Business improvement has always employed many different tools and methods. Lean and Six Sigma tools mutually support each other:
Lean focuses on reducing waste and creating flow whilst Six Sigma focuses on reducing variation and defects.
If your process is lean and process variation is high it will prevent flow and increase costs.
If your process variation is low, poor flow increases costs.
Deploying Lean Six Sigma together, reduces delays, defects and costs increasing profit.
Lean tools
5S
5S is a tool to organize the workplace reducing clutter, the mantra being a place for everything and everything in its place.
The English names for the acronyms are Sort, Set, Sweep, Standardise and Sustain.
5 Whys
5 Whys simply ask why five times to get to the root cause of a problem
eg The marble on the Jefferson state memorial is deteriorating?
Why?
They are washing the Pidgeon excrement off with detergents.
Why?
The Pidgeon’s come to eat the spiders.
Why?
The spiders come to eat the midges
Why?
Midges attracted by flood lights on monument (Root Cause)
Activity Mapping/ Value Stream Mapping
Reviewing the process and material delivery systems for waste and bottlenecks in the flow.
Setup Reduction
Setup Reduction and Changeover Analysis
7 Wastes
7 Wastes looking at the wastes of Transportation, Inventory, Motion, Waiting, Over-processing, Overproduction, Defects + People Skills.
Product Family Sets
This tool groups common processes and steps for different product families.
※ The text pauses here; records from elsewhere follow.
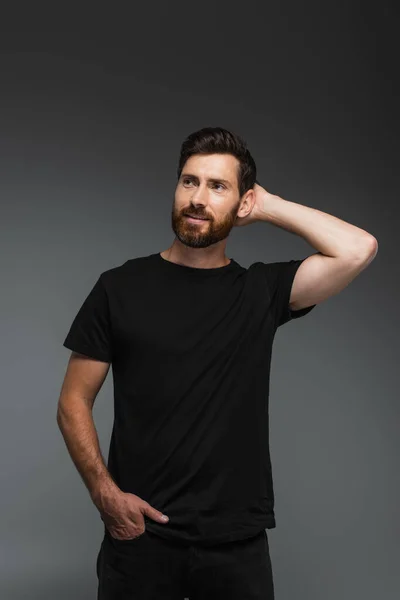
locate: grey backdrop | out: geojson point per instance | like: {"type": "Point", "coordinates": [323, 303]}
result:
{"type": "Point", "coordinates": [90, 134]}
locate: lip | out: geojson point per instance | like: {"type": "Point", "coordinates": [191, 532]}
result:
{"type": "Point", "coordinates": [195, 219]}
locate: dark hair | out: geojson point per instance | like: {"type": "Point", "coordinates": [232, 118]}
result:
{"type": "Point", "coordinates": [216, 140]}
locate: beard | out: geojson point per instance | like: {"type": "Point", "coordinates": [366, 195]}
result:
{"type": "Point", "coordinates": [205, 233]}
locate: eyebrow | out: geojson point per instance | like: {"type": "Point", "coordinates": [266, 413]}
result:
{"type": "Point", "coordinates": [214, 179]}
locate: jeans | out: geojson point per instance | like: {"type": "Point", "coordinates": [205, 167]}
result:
{"type": "Point", "coordinates": [150, 567]}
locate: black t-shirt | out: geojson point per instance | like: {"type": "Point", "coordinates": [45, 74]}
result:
{"type": "Point", "coordinates": [190, 351]}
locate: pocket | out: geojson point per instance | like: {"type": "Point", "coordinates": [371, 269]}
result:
{"type": "Point", "coordinates": [134, 540]}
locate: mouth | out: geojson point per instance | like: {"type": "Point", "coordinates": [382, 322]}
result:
{"type": "Point", "coordinates": [195, 218]}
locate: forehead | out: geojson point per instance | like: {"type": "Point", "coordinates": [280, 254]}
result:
{"type": "Point", "coordinates": [212, 166]}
A review of the factory layout reduces the seven wastes.
Moments of Truth
Customer visits provide valuable opportunities for improvements. Often they will observe issues hidden within the business culture.
Six Sigma Tools
Design For Six Sigma
Key characteristics of the design are analyse from two view points:
- Critical To Quality features identified from the customer perspective.
- The other perspective looks at failures using PFMEA and DFMEA adding extra requirements to avoid issues.
Transfer functions derived for Key Characteristics. Control factors are selected and monitored using statistical process control. There are several tools used for identifying control factors. examples are:
- Design of experiments
- Regression
- Correlation
- Hypothesis testing
- Scatter Diagrams
- CNX diagrams
- Ishikawa Diagrams
- Brainstorming
- Control Charts
- Histograms
- Pareto Charts
Six Sigma Process Improvement
The other strand to Six Sigma is Process improvements using variation management and problem solving.
Many of these tools are listed above within the DMAIC framework.
Six Sigma Improvement Projects
Six Sigma Projects are usually scoped by the senior management team and Black Belts.
Black Belts are full time act as mentors and coaches for Green belts running the projects part time with their own teams. The projects usually follow the Define, Measure, Analyse, Improve, Control process. Projects are reviewed at each phase to remove any issues.
I can assure you that the best savings can be made using the combined methods.